# From: State Representative Tim Whelan. (Ret. MSP Sgt.)



## RodneyFarva (Jan 18, 2007)

Massachusetts State Representative


Friends, in today’s US Mail I received this solicitation from the, “United States Deputy Sheriff’s Association” (USDSA), an organization I have never heard of before, seeking money to buy ballistic vests for police officers. It specifically references my hometown of Brewster in some of the inserts. Please, DO NOT donate to this organization.
I have worked 26 years in law enforcement and have never, ever heard of this group. If you Google the name of the USDSA’s Executive Director, David Hinners, you will find a plethora of stories about “deceptive fundraising practices” and scam alerts from Massachusetts police departments and Sheriffs. This organization is also rated “Zero Stars” by CharityNavigator.com, with only 28.9% of funds raised going toward programs. And Mr. Hinners, and Deputy Director Michael Willis, each collect a salary from this “charity” of $150,000 each.
Please, if you want to share your hard-earned funds in a way to most assuredly support the women and men in law enforcement, please contact your local police department, the Barnstable County Deputy Sheriff’s Association, or the State Police Association of Massachusetts to find out directly from them how you can best support their personnel and their public safety mission in our communities.


----------



## Kilvinsky (Jan 15, 2007)

I have to be honest, I don't give to ANY of these groups. They may even be legit, but when I get the robocall from police/fire groups, I hang up.
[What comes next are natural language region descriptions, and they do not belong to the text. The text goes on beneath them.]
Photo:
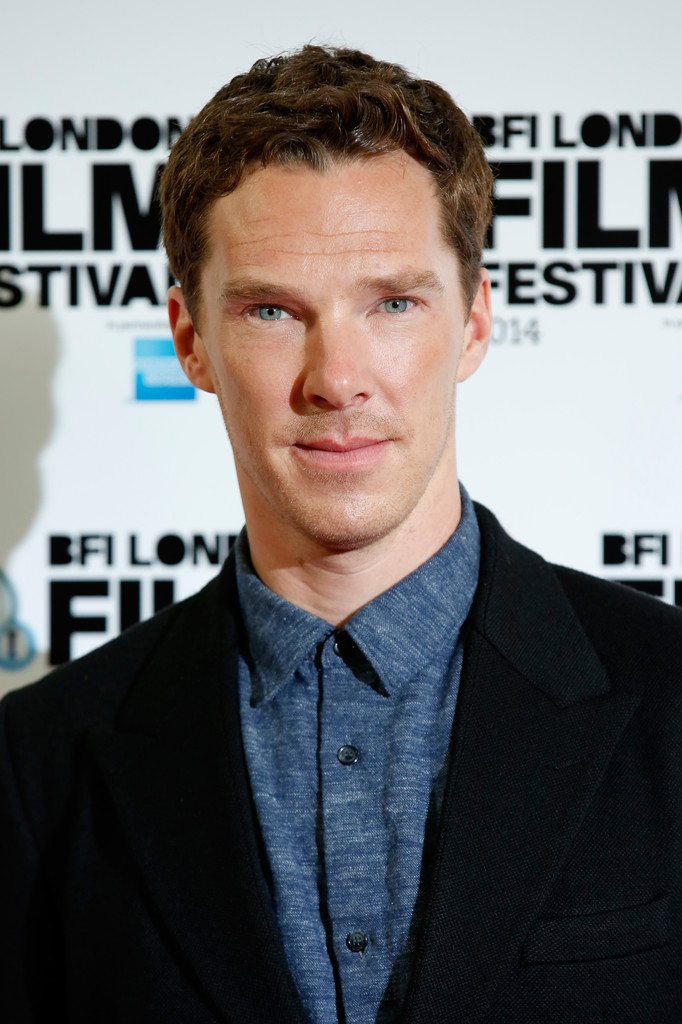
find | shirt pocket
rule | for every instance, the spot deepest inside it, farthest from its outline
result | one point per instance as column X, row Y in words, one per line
column 599, row 936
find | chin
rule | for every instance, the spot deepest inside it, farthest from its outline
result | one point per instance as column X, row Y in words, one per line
column 346, row 525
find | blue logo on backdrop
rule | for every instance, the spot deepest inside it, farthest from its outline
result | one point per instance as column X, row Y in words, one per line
column 16, row 644
column 158, row 374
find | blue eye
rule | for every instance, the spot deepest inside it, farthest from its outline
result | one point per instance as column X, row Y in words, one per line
column 269, row 312
column 395, row 305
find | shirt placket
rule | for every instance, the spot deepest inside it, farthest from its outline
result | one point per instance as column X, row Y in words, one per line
column 352, row 771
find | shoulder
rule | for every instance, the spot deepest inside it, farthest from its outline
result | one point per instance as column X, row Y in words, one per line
column 551, row 608
column 633, row 632
column 89, row 692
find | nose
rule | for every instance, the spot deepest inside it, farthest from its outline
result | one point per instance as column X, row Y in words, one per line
column 337, row 372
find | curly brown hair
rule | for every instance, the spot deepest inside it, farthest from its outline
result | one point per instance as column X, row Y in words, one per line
column 315, row 107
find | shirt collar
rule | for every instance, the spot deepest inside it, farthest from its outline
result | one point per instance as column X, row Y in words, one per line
column 399, row 632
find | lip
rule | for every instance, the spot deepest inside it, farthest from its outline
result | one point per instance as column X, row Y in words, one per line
column 347, row 444
column 350, row 453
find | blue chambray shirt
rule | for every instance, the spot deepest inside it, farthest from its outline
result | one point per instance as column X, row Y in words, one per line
column 346, row 735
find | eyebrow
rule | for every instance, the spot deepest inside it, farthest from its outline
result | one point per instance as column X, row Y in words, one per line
column 400, row 284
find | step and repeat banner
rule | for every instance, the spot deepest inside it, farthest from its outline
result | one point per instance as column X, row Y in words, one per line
column 118, row 488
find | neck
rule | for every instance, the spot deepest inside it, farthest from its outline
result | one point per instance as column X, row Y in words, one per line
column 334, row 585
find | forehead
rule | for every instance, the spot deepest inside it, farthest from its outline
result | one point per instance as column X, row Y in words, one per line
column 386, row 204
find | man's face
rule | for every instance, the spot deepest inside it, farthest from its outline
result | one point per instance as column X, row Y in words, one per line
column 333, row 331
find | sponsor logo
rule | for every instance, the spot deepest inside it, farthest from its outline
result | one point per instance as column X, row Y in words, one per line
column 158, row 374
column 16, row 644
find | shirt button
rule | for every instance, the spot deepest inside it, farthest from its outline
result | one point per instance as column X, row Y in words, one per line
column 356, row 941
column 347, row 755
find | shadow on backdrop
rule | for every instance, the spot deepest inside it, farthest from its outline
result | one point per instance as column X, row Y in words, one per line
column 29, row 355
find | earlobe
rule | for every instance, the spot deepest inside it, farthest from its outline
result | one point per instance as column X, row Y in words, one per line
column 188, row 345
column 477, row 331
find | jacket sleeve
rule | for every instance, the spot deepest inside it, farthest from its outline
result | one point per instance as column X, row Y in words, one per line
column 31, row 982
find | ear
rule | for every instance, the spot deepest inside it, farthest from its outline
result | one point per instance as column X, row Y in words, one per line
column 188, row 345
column 477, row 331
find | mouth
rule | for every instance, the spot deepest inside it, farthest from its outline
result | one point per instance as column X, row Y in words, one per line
column 348, row 454
column 348, row 444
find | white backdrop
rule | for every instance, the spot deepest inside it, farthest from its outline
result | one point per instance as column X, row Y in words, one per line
column 118, row 483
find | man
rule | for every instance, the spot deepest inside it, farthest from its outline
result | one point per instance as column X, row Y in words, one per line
column 389, row 765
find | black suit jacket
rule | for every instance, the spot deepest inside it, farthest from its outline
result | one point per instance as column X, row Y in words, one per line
column 133, row 884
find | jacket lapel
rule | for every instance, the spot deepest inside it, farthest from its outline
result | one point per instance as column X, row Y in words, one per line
column 535, row 729
column 175, row 774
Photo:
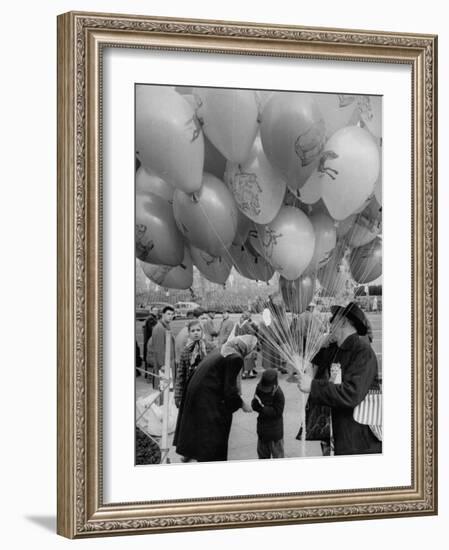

I may be hanging up on an organization that is doing good things, but I simply don't trust ANY robocalls, unless they're from my home town's government with some important information.

Or Rachel from Card Services. She sounds so sexy. Damnedest thing though, I hit 1 and ask to speak to her and the asshole on the other end insists she doesn't exist. Well, SHE JUST CALLED ME! Doug, or Steve, or Sanjay, whatever his name is that particular day, eventually hangs up on me. How RUDE!


----------